Chapter 7 Hypothesis Tests
7.1 Independent and Dependent Variables–Recap
Example 7.1
Research Question: Do women make less money than men?
There are two main variables in this research question–income and gender. Which is the independent variable and which is the dependent variable?
This study implies that people’s incomes may depend on their gender to some degree. In any case, it’d be ridiculous to say that people’s gender depends on their incomes.
So, the variable that depends on the other one is the dependent variable. In this case, it’s income. The variables that does NOT depend on the other one is the independent variable. In this example, it’s gender.
In this class, we mainly deal with 3 types of research questions–prediction/correlation, group comparison, and causal inference. The following table may help you identify the independent and dependent variables in each case.

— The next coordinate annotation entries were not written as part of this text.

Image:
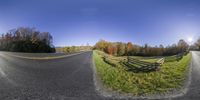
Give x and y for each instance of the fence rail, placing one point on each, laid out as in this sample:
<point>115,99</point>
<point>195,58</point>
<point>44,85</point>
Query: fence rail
<point>142,66</point>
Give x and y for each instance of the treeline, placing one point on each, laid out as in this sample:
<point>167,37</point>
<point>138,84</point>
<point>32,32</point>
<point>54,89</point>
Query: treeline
<point>196,45</point>
<point>71,49</point>
<point>25,39</point>
<point>130,49</point>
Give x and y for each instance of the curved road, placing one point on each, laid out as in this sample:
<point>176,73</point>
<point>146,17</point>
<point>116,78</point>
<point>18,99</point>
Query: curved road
<point>69,78</point>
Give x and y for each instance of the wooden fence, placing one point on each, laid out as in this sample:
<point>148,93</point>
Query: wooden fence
<point>142,66</point>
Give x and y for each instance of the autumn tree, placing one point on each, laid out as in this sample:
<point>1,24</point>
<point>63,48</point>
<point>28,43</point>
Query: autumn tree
<point>25,39</point>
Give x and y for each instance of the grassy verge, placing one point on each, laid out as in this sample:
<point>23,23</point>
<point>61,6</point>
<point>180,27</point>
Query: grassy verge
<point>171,76</point>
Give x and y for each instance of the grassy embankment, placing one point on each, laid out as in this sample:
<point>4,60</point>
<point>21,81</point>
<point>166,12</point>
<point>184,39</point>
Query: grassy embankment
<point>116,77</point>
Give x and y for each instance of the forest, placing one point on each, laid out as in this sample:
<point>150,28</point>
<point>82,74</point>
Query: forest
<point>25,39</point>
<point>130,49</point>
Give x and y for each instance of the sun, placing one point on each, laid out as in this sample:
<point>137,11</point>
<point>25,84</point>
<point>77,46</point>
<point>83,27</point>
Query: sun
<point>190,39</point>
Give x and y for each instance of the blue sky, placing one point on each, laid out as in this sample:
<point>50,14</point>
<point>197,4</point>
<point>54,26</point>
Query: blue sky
<point>77,22</point>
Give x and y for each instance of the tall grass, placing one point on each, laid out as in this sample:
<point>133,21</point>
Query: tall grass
<point>171,76</point>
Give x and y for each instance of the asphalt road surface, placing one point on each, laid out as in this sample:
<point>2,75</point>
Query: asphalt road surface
<point>69,78</point>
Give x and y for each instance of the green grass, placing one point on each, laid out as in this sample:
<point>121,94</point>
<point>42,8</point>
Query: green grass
<point>171,76</point>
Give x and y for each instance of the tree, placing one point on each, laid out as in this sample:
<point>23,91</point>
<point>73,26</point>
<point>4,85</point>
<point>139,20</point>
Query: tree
<point>182,46</point>
<point>198,44</point>
<point>121,48</point>
<point>25,39</point>
<point>129,48</point>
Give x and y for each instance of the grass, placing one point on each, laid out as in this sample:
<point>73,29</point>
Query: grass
<point>171,76</point>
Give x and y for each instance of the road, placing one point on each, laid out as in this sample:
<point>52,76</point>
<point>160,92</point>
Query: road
<point>69,78</point>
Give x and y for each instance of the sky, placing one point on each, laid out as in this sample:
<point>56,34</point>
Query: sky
<point>78,22</point>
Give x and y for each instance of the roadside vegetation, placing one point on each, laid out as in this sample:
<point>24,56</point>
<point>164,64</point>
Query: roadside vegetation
<point>26,39</point>
<point>72,49</point>
<point>118,77</point>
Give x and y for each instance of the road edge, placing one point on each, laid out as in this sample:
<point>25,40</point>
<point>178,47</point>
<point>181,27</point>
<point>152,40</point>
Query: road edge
<point>100,88</point>
<point>44,58</point>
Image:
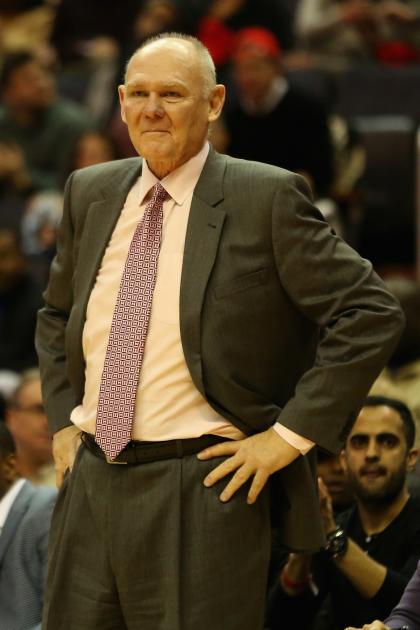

Independent Var. | Dependent Var. | |
---|---|---|
Prediction | What the prediction is based on | What is to be predicted |
Group Comparison | Group membership e.g. gender | What is being compared |
Causal Inference | Cause | Outcome/Result |
7.2 Research Hypothesis and Null Hypothesis
When researchers conduct a quantitative research study, they typically already have a theory regarding their research question. This theory posits a general explanation of the causal connections between the facts. It is a story we tell to explain why there is variation. The goal of the research study is to test and update the theory.
A hypothesis is a testable prediction derived from the theory.
For example, before the battle of Midway during WWII, the US code breakers were able to decode some of Japanese radio messages. They noticed two letters, “AF,” appearing repeatedly in these messages. Based on their understanding of the Japanese strategies and the geography of the Pacific ocean, they believed “AF” stands for the Midway islands. This was their theory and they needed to prove it.
The US Navy code breakers contacted the Midway via the underwater secure cable and asked the Americans there to send a radio message to Hawaii, declaring falsely that they were running out of fresh water. They predicted/hypothesized that the Japanese would intercept this message and report it to their headquarters so the letters “AF” would appear again repeatedly in the Japanese radio message. This is a hypothesis. It is derived from the theory and it is directly testable.
And btw, the code breakers were right, and it was one of the keys of success for the US Navy during the battle of Midway.
Your ordinary educational researchers typically come up with hypotheses that are much less intricate than that. For example, my theory might be that 3rd graders need to practice reading in order to get good at it. Based on this theory, I may hypothesize that reserving a short period of class time for students to read independently and silently would raise their reading scores.
So a hypothesis is usually much more specific and actionable than a theory. It states a relationship between a specific independent variable (e.g. whether they use class time to read or not) and a dependent variable (e.g. the reading scores).
Research Hypothesis
The research hypothesis states the researcher’s belief.
Null Hypothesis
The Null hypothesis, regardless of what the researcher believes, always states that there is no relationship between the dependent and independent variables, or there is no difference between groups.
A hypothesis test always tests the null hypothesis.
Example 7.2
Research Question: is educational attainment related to income?
The Null Hypothesis is stated as
\(𝐻_0\): there is no correlation between educational attainment and income.
or
\(𝐻_0: r_{Ed, Income}=0\)
Research Question: do athletes have better work ethic than non-athletes?
\(𝐻_0\): There is no difference between athletes and non-athletes in terms of their work ethic.
or
\(H_0: \mu_{athlete} - \mu_{nonathlete}=0\)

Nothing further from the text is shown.